The rate of global manufacturing growth has declined for a second consecutive year, dropping to a marginal rate of two percent in 2019, according to International Yearbook of Industrial Statistics 2020 by the United Nations Industrial Development Organization (UNIDO).
 
The growth of manufactured value added (MVA) of China, the world’s largest manufacturer, has declined from 6.2 percent in 2018 to 5.5 percent in 2019. The growth of the United States’ MVA dropped from 3.2 percent in 2018 to 2.0 percent in 2019. MVA growth in European and other industrialized economies has followed a similar trend.
 
Manufactured goods account for 80 percent of the world’s merchandise trade, and manufacturing has suffered from the direct consequences of a deceleration of commodity flows due to trade friction, mutual economic sanctions, uncertainties surrounding the Brexit and a deterioration in the overall business environment.
 


The slowdown in manufacturing in industrialized economies has in turn adversely affected manufacturing growth in developing and emerging industrial economies which fell to 2.0 percent in 2019 compared to 3.2 percent in 2018.
 
These declining trends in global manufacturing are observed just five years after the adoption of the Agenda 2030 and its Sustainable Development Goals (SDGs).

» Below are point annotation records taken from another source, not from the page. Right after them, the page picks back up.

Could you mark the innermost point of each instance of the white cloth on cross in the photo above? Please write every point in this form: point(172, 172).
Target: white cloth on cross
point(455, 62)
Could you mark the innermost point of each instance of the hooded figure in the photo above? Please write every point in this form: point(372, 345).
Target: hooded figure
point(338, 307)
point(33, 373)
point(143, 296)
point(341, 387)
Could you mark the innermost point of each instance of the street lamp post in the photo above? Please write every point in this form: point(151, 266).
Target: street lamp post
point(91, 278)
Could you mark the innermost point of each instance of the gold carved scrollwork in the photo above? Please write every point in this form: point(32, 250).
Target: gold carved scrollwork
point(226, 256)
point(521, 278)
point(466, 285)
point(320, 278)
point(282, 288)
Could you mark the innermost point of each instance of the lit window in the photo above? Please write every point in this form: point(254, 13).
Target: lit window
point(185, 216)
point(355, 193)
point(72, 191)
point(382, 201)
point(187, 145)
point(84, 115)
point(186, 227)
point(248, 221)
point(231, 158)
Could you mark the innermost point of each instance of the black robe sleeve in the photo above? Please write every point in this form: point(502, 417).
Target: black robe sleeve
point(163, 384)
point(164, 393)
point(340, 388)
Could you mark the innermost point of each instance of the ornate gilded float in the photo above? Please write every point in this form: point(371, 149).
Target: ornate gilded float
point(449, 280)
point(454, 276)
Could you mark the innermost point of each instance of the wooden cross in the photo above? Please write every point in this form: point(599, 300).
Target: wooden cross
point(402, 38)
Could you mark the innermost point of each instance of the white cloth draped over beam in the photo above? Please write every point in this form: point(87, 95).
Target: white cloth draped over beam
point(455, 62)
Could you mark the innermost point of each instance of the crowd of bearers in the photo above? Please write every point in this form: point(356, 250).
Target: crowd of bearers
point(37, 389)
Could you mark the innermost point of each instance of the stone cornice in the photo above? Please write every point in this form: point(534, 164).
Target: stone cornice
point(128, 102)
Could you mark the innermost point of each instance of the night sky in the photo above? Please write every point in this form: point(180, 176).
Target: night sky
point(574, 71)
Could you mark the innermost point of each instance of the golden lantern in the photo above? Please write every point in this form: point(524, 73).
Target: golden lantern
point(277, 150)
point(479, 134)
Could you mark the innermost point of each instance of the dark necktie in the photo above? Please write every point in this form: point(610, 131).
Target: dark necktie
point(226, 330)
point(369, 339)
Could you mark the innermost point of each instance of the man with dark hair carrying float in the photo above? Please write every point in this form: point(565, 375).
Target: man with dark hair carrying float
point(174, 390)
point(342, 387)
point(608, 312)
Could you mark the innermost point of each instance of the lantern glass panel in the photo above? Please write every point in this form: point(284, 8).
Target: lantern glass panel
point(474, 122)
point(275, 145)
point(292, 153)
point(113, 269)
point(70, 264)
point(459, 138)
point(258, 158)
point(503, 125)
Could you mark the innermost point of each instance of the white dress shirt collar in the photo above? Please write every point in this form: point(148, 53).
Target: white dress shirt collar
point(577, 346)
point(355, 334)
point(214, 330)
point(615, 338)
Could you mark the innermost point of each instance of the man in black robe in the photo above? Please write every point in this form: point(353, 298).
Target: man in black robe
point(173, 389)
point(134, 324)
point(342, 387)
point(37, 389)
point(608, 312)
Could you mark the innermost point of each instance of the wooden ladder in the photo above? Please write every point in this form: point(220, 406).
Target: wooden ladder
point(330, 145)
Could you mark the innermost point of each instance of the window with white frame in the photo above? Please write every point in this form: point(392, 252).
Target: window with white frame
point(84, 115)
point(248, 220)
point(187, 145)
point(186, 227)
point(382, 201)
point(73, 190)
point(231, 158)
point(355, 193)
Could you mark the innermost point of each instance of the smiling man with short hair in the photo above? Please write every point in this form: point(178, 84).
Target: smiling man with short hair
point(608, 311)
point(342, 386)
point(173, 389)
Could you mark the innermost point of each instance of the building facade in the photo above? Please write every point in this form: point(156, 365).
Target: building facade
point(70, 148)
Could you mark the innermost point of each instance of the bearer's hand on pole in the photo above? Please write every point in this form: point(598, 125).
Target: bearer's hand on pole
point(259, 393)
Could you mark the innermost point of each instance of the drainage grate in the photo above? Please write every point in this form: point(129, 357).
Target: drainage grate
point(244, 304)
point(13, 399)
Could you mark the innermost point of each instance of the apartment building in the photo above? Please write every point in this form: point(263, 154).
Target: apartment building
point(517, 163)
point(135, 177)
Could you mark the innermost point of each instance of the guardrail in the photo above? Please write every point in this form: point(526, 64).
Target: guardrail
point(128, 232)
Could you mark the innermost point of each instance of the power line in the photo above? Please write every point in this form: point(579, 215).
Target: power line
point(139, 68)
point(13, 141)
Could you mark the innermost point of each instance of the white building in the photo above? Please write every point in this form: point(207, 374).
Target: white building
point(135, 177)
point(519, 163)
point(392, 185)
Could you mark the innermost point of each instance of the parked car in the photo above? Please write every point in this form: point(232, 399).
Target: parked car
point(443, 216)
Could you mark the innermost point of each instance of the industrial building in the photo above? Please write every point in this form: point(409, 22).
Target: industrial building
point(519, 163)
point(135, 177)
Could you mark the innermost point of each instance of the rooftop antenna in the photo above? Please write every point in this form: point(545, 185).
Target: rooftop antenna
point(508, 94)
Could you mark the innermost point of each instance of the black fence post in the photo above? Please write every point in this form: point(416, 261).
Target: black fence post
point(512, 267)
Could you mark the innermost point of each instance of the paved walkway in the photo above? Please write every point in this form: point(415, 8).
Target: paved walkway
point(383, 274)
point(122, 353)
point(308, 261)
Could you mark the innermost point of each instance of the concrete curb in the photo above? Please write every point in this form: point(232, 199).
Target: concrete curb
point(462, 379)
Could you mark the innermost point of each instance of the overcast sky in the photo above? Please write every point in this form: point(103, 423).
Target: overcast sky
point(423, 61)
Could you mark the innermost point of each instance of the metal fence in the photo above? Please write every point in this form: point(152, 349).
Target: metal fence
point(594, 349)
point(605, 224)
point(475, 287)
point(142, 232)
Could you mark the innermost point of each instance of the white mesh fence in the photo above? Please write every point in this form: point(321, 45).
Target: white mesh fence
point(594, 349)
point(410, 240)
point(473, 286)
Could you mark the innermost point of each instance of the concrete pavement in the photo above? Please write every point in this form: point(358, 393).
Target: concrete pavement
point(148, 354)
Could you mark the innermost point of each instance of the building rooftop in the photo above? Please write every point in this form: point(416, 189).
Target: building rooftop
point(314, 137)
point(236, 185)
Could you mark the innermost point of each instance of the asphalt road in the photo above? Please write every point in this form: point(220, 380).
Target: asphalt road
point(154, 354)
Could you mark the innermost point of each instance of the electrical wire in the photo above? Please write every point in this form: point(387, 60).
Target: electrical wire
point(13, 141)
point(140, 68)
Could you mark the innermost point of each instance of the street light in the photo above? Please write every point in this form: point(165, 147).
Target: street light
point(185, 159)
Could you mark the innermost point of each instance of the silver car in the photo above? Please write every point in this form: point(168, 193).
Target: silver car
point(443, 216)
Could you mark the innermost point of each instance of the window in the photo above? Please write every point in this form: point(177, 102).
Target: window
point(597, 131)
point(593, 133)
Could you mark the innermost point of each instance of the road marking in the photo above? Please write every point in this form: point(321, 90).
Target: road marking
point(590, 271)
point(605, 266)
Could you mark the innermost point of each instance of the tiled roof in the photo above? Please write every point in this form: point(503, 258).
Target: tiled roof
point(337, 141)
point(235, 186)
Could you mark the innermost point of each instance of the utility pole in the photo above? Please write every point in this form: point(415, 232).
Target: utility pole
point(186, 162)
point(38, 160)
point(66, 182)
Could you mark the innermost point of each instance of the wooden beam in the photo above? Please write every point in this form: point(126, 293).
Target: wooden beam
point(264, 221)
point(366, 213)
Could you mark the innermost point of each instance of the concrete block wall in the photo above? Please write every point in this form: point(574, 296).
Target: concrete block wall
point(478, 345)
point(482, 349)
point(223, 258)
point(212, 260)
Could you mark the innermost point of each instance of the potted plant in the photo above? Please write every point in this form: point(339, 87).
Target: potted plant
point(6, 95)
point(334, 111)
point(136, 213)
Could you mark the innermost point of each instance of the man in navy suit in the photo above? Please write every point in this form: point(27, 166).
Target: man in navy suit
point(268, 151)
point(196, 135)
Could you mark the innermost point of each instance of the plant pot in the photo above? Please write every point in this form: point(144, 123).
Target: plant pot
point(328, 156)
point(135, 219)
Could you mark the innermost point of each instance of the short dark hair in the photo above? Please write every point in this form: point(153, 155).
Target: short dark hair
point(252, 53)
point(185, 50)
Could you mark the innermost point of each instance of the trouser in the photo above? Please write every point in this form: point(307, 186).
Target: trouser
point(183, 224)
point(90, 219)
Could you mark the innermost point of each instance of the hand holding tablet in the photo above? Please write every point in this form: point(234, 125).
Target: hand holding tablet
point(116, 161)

Contrary to the SDG9 target to significantly increase the share of industrial sectors in Gross Domestic Product and total employment, the share of manufacturing in industrialized and emerging industrial economies in 2010-2019 has dropped.
  
During the same period, MVA’s share in GDP in other developing economies and least developed countries (LDCs) marginally increased. However, the growth observed so far in developing countries falls short to the required pace for achieving SDG targets.
 

A closer look at data for LDCs shows that a few countries, namely Bangladesh, Ethiopia and Myanmar, have made significant progress in expanding their manufacturing industry.
 
However many other LDCs, especially those in Africa, have experienced a decline in manufacturing and face the prospect of premature deindustrialization.
 
Analysis of sectoral data shows that China has surpassed the United States and Japan in production of motor vehicles. China accounts for more than 25 percent of global motor vehicle production. Among other emerging economies, Mexico ranks fifth after Germany, and India ranks seventh after Republic of Korea.

Workers in developing countries realize far less benefit from manufacturing employment than those in industrialized economies. In Latin American countries, for example, the share of wages and salary of value added varies from 11.0 to 42.0 percent. In contrast, in Germany and other European countries the share may amount to 45 percent.